Cerebras' IPO opened far above the initial discussion range, but the day-two pullback raised questions about whether the move was underpriced enthusiasm or a topping signal.
The hosts discuss the open at 350 versus earlier indications around 240 and 300-400, plus the stock closing below the open and slipping in premarket.
Higher bond yields are the immediate excuse for the equity selloff, with traders watching 4.5% on the 10-year and 5% on the 30-year as key thresholds.
Multiple speakers explicitly link the morning weakness to Treasury yields and cite the levels being breached.
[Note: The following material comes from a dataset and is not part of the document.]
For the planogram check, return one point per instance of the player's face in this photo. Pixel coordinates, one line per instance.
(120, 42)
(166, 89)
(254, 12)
The panel views the current market weakness as a rest after a strong run rather than a durable breakdown.
Keith Lerner specifically says the market has had an 18% rise off the lows and that data on large gains suggests a rest period is normal.
How are you feeling right now, and was there champagne opened at the NASDAQ?
Andrew Feldman responded that it was a pretty good day, with a restrained tone rather than exuberance.
Does the Cerebras IPO signal the top of the AI trade or continued upside?
The panel leaned against a top call, arguing the IPO suggests capital markets are reopening and investors still believe in AI, though the trade may broaden and later face a supply test from more IPOs.
How long will the current AI compute-demand regime last?
The panel thinks the demand spike lasts at least through this year and likely next year, with the real test coming when supply from larger AI IPOs and capacity expansions hits the market.